Six mois plus tard, la Suisse sort de la liste grise de l’organisation et ne sera plus considérée comme un paradis fiscal – qualificatif qu’elle a toujours rejeté. Pour y arriver, elle a signé douze conventions élargies de double imposition (CDI), dont le contenu est encore confidentiel.
Directeur des investissements chez Reyl et Cie SA, François Savary constate que la banque suisse fera moins la une des journaux. Cette sortie de la liste grise «permettra de calmer le jeu», la Suisse peut dire «qu’elle a fait son travail. (…) Cela nous permettra de faire notre travail avec plus de sérénité.»
«A court terme on va vers une période beaucoup plus calme. Est-ce la fin des attaques? On verra, dit François Savary. Ce n’est pas forcément la fin des pressions internationales, mais on peut espérer que nous atteignons une période intermédiaire, une zone d’équilibre entre la préservation du secret bancaire et la volonté d’autres Etats d’obtenir des concessions de la Suisse.»
Professeur d’économie à l’Université de Fribourg, Sergio Rossi constate que la Suisse a fait ce qui lui était demandé. Mais beaucoup de pays, au premier rang desquels les Etats-Unis, cherchent à éviter de sombrer dans les déficits budgétaires. Leur chasse aux contribuables a donc de beaux jours devant elle.
«La pression va se maintenir. On pourrait même imposer à la Suisse le modèle que le Liechtenstein a accepté. Les banques suisses devraient accepter de donner au fisc d’origine de ses clients étrangers leur nom et les montants qu’ils souhaitent déposer.»
Dedans et dehors
Sur le plan intérieur, le destin des CDI n’est pas totalement limpide. Elles devront encore passer le cap parlementaire, et sans doute obtenir l’aval de la population en votation. Sous cette réserve, le Département fédéral des finances envisage une entrée en vigueur des premières en 2011.
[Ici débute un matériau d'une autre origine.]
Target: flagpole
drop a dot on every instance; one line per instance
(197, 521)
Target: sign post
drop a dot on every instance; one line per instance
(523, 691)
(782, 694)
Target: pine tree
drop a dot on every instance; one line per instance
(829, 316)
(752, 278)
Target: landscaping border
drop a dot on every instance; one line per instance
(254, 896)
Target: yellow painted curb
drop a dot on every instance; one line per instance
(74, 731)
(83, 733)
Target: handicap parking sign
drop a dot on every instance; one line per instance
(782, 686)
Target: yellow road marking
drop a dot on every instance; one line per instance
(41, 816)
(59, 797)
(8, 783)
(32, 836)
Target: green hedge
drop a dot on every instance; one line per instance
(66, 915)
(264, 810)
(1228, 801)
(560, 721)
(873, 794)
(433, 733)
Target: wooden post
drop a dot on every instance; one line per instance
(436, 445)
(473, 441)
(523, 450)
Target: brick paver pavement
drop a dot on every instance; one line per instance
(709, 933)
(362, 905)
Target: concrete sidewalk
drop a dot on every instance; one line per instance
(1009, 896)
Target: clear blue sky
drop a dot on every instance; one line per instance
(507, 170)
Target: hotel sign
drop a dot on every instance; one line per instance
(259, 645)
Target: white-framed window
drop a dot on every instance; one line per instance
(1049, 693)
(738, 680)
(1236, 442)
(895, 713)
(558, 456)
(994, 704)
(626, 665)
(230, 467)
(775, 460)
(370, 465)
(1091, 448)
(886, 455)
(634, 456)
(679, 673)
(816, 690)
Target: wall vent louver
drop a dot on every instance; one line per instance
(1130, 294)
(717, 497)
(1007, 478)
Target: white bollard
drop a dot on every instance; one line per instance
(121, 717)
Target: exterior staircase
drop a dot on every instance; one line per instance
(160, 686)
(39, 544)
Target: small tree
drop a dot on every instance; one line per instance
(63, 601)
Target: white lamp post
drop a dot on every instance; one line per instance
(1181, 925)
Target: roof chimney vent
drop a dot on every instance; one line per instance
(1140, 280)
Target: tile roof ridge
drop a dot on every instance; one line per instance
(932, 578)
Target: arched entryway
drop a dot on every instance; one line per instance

En clair, il est possible que le processus démocratique mette de gros grains de sable dans la belle mécanique imposée par l’OCDE. «Le risque est aussi que dans six mois, le nombre de douze accords signés ne suffise plus, note Sergio Rossi. Cette limite minimale a été choisie parce que les Etats-Unis et la Grande-Bretagne en avaient signé douze.»
Le contenu de l’accord passé avec la France, s’il va au-delà de la norme de l’OCDE, est une inconnue qui pourrait signifier une brèche dans laquelle d’autres pays pourraient s’engouffrer, s’inquiète aussi Sergio Rossi.
Pour l’économiste, la dynamique des pressions n’a pas de raison de se calmer. En raison des déficits budgétaires, de la crise économique et de l’émergence des pays en développement notamment, «nous sommes dans une situation de jeux non-coopératifs. Chaque pays regarde ses intérêts domestiques, en étant prêt à aller, même de manière farouche, contre ceux de ses anciens partenaires».
Clients bénéficiaires
Ceci dit, Sergio Rossi attend maintenant que la pression se reporte sur d’autres pays et territoires opaques ou en délicatesse avec les directives de l’OCDE. Les clients étrangers des banques suisses y gagnent, pour leur part, de la «clarté» et une «sécurité juridique». Un «avantage comparatif» pour le secteur bancaire suisse, que la Suisse aurait été bien inspirée de matérialiser plus tôt, selon l’économiste.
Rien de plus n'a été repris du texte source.